Many years later, long after Churchill’s death, she came to know him as a boy, through a trove of his letters that she and a cousin found in a tin box.
From those perspectives at opposite ends of Churchill’s long and eventful life, Sandys (pronounced “Sands”) began writing.
The daughter of Churchill’s oldest child, Diana, Sandys has produced five books on her grandfather and traveled the world researching and speaking on Churchill’s life.
At 4 p.m. on Tuesday, those travels will take Sandys to Stillwater, for a free lecture in Oklahoma State University’s McKnight Center.
She’ll talk about Winston Churchill, of course, but she’ll do it, Sandys said, in a way others can’t.
Sandys’ books include “From Winston With Love and Kisses,” which draws on letters and diaries ignored by earlier biographers, “Chasing Churchill” and “Churchill: Wanted Dead or Alive.”
The latter two are part biography, part travelogue and part memoir. In “Chasing Churchill,” Sandys retraced some of her grandfather’s journeys, including several on which she accompanied him.
“Churchill: Wanted Dead or Alive,” follows his route following a daring escape from a Boer prisoner of war camp in 1900.
“From Winston With Love and Kisses,” though, established Sandys as her generation’s family historian. Her uncle, Randolph Churchill, had written the first two volumes of Winston Churchill’s eight-volume official biography, and Sandys’ aunt, Lady Soames, published a respected biography of her mother, Clementine.
And, Winston himself was a prolific writer who had won the Nobel Prize for Literature in 1953.
Sandys, though, did not take up writing until well into her 40s.
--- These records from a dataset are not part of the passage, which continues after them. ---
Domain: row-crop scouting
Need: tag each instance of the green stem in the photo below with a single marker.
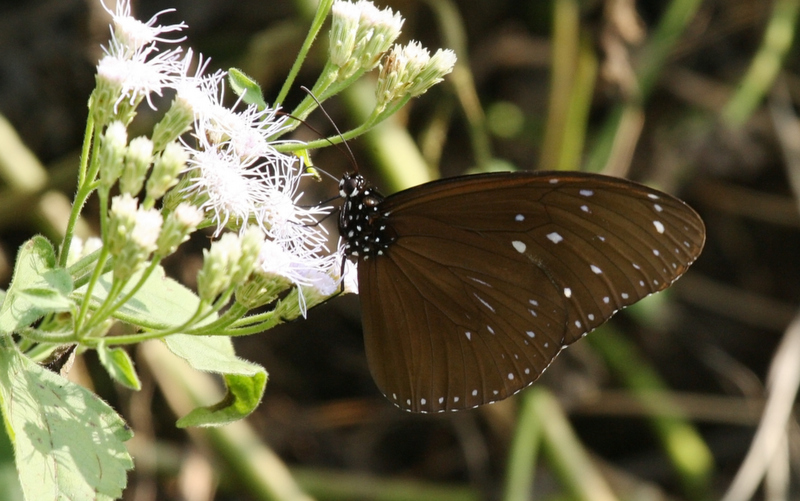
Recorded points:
(316, 25)
(766, 65)
(234, 313)
(271, 320)
(371, 122)
(39, 336)
(96, 274)
(109, 306)
(80, 198)
(524, 449)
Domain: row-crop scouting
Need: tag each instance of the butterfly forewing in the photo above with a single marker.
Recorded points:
(488, 276)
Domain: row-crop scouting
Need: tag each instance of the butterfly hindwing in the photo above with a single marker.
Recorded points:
(488, 276)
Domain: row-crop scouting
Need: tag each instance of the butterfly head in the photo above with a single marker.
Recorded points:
(352, 185)
(361, 223)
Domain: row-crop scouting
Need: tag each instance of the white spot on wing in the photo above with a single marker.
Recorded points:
(482, 301)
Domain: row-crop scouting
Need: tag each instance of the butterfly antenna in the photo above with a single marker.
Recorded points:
(338, 132)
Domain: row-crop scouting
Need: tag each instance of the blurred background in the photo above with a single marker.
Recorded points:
(697, 98)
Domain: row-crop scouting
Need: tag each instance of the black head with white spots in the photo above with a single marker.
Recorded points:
(363, 227)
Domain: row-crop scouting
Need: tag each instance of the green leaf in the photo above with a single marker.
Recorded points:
(119, 366)
(68, 443)
(37, 288)
(245, 380)
(161, 303)
(247, 88)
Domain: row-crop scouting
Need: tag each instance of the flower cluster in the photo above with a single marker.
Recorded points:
(232, 171)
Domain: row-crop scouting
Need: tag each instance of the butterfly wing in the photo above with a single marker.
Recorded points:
(491, 275)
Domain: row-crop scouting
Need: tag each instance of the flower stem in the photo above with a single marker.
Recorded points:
(80, 198)
(316, 25)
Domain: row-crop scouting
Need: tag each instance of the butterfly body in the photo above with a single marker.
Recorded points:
(471, 286)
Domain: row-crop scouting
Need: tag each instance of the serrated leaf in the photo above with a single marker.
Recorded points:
(243, 396)
(37, 287)
(247, 88)
(119, 366)
(245, 380)
(68, 443)
(161, 303)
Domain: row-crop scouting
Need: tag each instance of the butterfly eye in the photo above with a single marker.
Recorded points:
(349, 185)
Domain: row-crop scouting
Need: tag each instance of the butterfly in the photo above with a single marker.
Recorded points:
(471, 286)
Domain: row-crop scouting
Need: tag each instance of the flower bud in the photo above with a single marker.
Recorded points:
(137, 161)
(166, 169)
(178, 225)
(177, 120)
(112, 153)
(220, 264)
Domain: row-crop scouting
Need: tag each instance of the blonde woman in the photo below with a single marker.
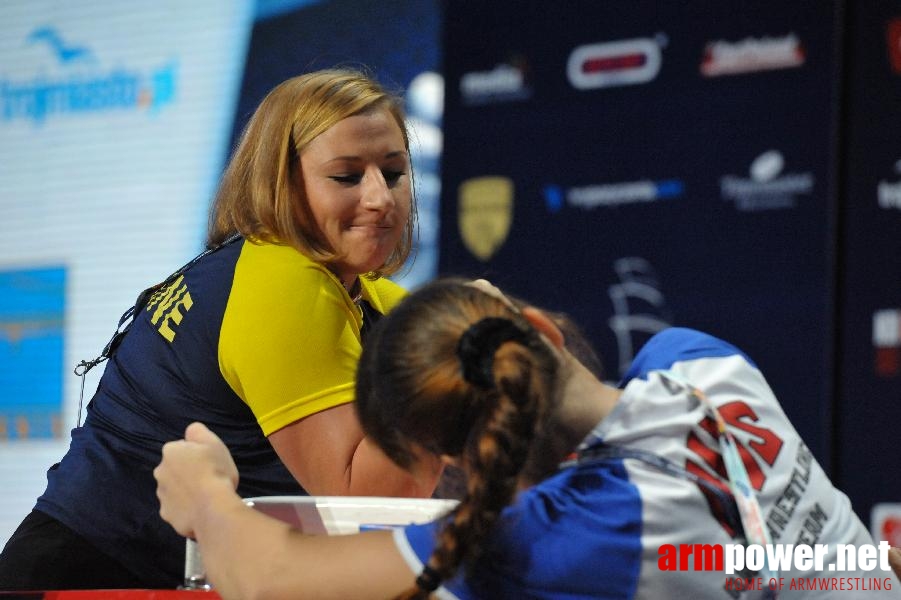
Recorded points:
(258, 337)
“It was by chance, really,” she said. “I had two children late in life and dropped out of society to take care of them. When the youngest one began school, I looked around for something to do.”
She was having tea with a cousin, she said, when they opened a tin box and discovered it full of letters and diaries related to Winston Churchill’s early life. The material had been under the control of Churchill’s biographers but had not been used.
“I said, ‘This is actually amazing. Someone should do something with this,’ ” said Sandys. “(Her cousin) said, ‘Well, you do it.’ ”
The documents revealed an often lonely boy determined to prove his courage and become someone of importance.
“They were terribly moving,” said Sandys. “And I was conscious that there would not be too many troves like this in the future.”
For “Chasing Churchill” and “Churchill: Wanted Dead or Alive,” Sandys did a lot of what she calls “living research.” She visited the places in question and conducted extensive interviews to recreate Churchill’s travels.
To most people, Churchill is primarily remembered for leading the United Kingdom during World War II. But he had an extraordinarily long public life, first attracting attention as a soldier and journalist in India in the late 1890s and continuing until his death in 1965. He survived ignominious defeats and years in the political wilderness, switched political parties twice and took positions that were unpopular in their day and some that remain controversial today.
“I think it was his courage to carry on with what he thought was right when everyone else told him he was wrong,” Sandys said when asked her grandfather’s single most enduring characteristic.
Casting back to Churchill’s early years, when he often went voluntarily into harms way, Sandys said, “One, he was testing himself. Two, he wanted to become famous.”